President's Corner
Dr. Jacqueline Chanda joined the Kansas City Art Institute July 1, 2011, as the college's 23rd president. Her formal inauguration took place Aug. 24, 2011, during the college's 14th annual convocation.
Pride in achievements of students, alumni, faculty
One measure of our institution is to be found in the accomplishments of our students, alumni and faculty. Below is a list of achievements in which all of us take pride:
Fulbright Award: Diana Heise, who teaches digital filmmaking at KCAI, won a 2012 Fulbright Award in Creative and Performing Arts.
USA Fellows: Akio Takamori ('76 ceramics) received a $50,000 USA Fellow grant from the United States Artists Foundation in 2011. He became the third graduate of the KCAI ceramics program to be named a USA Fellow. Sarah Jaeger ('85 ceramics) won the award in 2006, and Richard Notkin ('70 ceramics) was a USA Fellow in 2008.
Independent Games Festival Student Showcase winner: Ian Snyder, a junior majoring in printmaking and creative writing, was one of eight students from around the world to be named a Student Showcase winner for the 2012 Independent Games Festival.
Student Academy Award: “Dried Up,” an animated film by Jeremy Casper (’09 animation), Isaiah Powers (’09 animation) and Stuart Bury (’10 animation), won a Student Academy Award in May 2010 in the 37th annual Student Academy Awards competition hosted by the Academy of Motion Picture Arts and Sciences.
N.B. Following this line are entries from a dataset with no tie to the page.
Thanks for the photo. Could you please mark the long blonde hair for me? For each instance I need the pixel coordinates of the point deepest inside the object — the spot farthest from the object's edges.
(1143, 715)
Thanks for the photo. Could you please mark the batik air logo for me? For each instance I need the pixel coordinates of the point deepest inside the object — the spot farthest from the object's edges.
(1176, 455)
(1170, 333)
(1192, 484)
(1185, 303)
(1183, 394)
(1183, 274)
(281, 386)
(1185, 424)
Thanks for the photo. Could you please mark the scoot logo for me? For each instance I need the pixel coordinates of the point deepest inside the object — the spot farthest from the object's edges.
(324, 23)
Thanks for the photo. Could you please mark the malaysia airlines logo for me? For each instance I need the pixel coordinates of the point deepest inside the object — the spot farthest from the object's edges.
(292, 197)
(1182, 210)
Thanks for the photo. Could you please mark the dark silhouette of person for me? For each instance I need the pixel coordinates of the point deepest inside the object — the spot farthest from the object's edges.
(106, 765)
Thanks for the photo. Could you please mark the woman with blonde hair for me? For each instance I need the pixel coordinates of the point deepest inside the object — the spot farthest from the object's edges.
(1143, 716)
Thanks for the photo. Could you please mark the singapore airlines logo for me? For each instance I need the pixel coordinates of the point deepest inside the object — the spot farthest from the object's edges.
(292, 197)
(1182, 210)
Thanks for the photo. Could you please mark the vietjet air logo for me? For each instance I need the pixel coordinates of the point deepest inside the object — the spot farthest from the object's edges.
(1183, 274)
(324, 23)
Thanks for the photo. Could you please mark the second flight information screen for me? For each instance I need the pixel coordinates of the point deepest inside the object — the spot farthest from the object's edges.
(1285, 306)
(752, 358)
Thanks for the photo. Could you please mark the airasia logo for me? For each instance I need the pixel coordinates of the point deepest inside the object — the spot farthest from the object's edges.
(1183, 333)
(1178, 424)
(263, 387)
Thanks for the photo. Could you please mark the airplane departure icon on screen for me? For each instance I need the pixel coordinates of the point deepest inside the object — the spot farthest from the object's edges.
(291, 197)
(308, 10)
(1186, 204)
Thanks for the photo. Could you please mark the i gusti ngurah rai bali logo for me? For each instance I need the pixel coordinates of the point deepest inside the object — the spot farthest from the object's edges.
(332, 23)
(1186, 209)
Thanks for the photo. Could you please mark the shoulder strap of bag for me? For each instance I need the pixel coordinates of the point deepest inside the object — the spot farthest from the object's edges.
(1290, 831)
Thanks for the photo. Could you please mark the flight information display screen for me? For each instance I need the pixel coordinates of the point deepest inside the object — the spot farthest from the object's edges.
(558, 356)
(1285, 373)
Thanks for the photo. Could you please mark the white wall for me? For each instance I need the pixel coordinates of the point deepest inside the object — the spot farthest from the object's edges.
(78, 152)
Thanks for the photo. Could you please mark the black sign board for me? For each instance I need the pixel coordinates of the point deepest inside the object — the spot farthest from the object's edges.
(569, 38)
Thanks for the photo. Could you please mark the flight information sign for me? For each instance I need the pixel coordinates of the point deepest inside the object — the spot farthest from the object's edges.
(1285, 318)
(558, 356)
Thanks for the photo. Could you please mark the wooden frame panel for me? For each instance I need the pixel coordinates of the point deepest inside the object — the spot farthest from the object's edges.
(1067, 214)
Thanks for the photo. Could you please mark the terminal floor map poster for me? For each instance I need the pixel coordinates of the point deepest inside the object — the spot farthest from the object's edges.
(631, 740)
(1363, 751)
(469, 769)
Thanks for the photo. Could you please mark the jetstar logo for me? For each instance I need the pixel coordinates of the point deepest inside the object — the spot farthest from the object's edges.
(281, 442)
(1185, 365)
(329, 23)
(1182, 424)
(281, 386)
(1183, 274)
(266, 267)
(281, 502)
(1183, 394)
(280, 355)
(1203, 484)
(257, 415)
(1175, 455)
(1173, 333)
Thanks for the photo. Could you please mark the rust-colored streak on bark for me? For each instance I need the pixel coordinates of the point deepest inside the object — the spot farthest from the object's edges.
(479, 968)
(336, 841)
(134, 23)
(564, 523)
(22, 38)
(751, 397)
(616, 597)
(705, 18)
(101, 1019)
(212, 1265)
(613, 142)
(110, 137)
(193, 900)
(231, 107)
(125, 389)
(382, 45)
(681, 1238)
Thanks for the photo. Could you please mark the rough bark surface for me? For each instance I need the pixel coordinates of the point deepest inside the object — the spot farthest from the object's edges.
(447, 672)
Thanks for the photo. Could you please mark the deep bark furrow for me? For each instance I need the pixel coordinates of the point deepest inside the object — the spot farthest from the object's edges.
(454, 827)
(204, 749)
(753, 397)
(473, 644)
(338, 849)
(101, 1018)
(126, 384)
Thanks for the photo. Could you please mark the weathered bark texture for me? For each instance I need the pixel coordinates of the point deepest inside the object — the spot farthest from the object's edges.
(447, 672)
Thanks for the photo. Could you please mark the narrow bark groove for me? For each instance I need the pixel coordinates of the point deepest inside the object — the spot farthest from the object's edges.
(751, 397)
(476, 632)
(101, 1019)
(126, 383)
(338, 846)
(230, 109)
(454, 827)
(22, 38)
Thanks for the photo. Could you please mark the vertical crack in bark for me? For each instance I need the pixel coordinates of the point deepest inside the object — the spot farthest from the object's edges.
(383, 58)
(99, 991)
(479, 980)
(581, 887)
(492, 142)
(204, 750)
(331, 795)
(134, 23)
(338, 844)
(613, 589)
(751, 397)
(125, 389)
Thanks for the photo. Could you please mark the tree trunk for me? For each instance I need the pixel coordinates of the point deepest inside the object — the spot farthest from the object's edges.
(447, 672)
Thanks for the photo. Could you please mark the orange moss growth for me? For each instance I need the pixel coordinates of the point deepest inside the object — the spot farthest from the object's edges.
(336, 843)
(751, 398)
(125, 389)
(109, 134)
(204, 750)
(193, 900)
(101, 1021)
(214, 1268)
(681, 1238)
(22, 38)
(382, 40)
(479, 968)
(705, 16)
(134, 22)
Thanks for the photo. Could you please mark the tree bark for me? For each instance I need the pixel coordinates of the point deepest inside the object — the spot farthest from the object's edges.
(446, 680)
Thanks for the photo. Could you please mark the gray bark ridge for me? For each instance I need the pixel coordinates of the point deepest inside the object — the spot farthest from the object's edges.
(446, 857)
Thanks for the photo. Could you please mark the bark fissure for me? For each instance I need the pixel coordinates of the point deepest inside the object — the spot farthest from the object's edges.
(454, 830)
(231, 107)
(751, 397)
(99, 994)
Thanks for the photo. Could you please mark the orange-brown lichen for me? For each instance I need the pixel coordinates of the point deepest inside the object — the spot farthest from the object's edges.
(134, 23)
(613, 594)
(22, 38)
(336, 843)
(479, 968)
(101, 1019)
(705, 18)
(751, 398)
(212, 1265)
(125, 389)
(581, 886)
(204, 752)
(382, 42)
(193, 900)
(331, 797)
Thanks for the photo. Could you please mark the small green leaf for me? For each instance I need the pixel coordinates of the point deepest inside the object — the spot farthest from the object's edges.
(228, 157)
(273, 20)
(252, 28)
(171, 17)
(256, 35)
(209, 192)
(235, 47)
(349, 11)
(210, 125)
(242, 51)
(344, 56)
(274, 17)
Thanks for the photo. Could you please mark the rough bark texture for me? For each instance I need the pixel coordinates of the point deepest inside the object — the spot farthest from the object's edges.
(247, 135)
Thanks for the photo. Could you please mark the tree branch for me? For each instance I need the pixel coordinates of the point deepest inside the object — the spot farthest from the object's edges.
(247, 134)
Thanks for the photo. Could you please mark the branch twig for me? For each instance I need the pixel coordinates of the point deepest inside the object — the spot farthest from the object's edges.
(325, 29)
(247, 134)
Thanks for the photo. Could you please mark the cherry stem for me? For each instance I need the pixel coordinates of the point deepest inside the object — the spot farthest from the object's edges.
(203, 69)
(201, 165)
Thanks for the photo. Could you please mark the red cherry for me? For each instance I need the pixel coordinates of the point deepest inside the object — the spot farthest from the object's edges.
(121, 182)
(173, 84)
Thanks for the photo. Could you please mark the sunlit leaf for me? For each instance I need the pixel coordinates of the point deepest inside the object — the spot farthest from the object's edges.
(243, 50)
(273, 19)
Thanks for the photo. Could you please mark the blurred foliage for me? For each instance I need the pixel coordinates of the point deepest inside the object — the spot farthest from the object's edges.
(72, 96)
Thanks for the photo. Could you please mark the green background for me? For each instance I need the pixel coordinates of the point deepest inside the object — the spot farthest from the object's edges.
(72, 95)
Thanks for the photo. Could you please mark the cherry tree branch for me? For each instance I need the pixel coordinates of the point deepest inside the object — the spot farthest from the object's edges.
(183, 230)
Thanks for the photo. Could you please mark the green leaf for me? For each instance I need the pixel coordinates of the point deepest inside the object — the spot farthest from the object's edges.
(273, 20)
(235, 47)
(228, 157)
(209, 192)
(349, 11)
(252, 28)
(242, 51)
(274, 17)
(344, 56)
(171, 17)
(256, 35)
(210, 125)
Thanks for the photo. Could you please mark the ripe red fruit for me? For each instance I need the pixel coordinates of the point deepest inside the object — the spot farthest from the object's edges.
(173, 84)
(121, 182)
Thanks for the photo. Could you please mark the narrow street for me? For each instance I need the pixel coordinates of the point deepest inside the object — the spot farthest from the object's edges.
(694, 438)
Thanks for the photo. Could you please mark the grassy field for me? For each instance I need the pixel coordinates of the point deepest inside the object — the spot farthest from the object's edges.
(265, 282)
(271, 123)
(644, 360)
Point of view: Artists finding jobs and career satisfaction
Dr. Chanda writes about how KCAI is contributing to Kansas City's creative economy and how artists are finding jobs and career satisfaction in an op-ed article published Dec. 14, 2011, in The Kansas City Star.
Inaugural address
Download the text of Dr. Chanda's inaugural address.

Dr. Jacqueline Chanda
About Dr. Chanda
Before joining KCAI in July 2011, Jacqueline Chanda was the academic dean of the Institute for American Universities and director of the Aix Center in Aix-en-Provence in France. She is a member of the International Council of Fine Arts Deans, the National Art Education Association and the College Art Association, among other organizations. She has taught undergraduate courses in teaching art methods, drawing, learning strategies, art methods for elementary teachers, art history, criticism, aesthetics and art appreciation (online and face-to-face), as well as graduate courses in history of art education, research methods and issues in art education, curriculum for art history, advocacy and political action in art education, qualitative research in action and art history. As a researcher, she has explored cognitive and pedagogical issues related to art history instruction in art education, cultural influences of African art and technology and learning. Over the years she has received numerous travel and research grants from the institutions on whose faculty she has served, as well as from the U.S. Department of Education; the Texas Commission on the Arts; the Ohio Arts Council; the Battelle Endowment for Technology and Human Affairs; the NAEA; and the Getty Institute. Articles by Chanda have appeared in the Journal of Aesthetic Education, the International Journal of Education through Art and the Multimedia Electronic Journal of Computer-Enhanced Learning, to name just a few.